Czech open-access rail operator RegioJet has announced it will cease its domestic rail services in Poland on 3 May 2026, barely five months after its official launch on 14 December 2025.
The affected routes are the Kraków–Warsaw–Gdynia and Warsaw–Poznań corridors, which began trial operations on 18 September 2025. The company will, however, retain its international Prague–Warsaw trains (competing with rival Leo Express) and the Prague–Przemyśl service.
The company has denounced “fundamental obstruction” that it says prevented it from competing on equal terms, invoking Directive 2012/34/EU on rail liberalisation.

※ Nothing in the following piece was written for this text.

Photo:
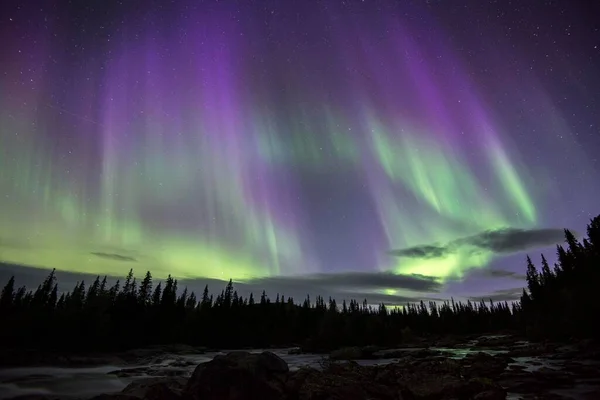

Among the practices cited are fare cuts of up to 70% by state operator PKP Intercity following its market entry — branded as predatory pricing — as well as the denial of ticket-sales points at stations and the cancellation of its marketing campaigns. RegioJet also alleged that it won an auction for a PKP Cargo depot in Warsaw’s Praga district in August 2025, but that the transaction was never finalised, leaving the operator without adequate maintenance facilities in Poland.
The difference, RegioJet argues, is structural: approximately 90% of PKP Intercity services are subsidised, while RegioJet operates entirely at commercial risk.
Polish rail regulator UTK also fined RegioJet on 7 April over the cancellation of 23 trains in December 2025, exposing it to a penalty of up to 2% of its turnover. PKP rejected the allegations, attributing them to “formal and technical misunderstandings”.
Chief executive Radim Jančura issued a public apology and did not rule out a return should conditions improve. Rival Leo Express, which has operated between Kraków and Warsaw since March 2026, confirmed it would remain in the Polish market.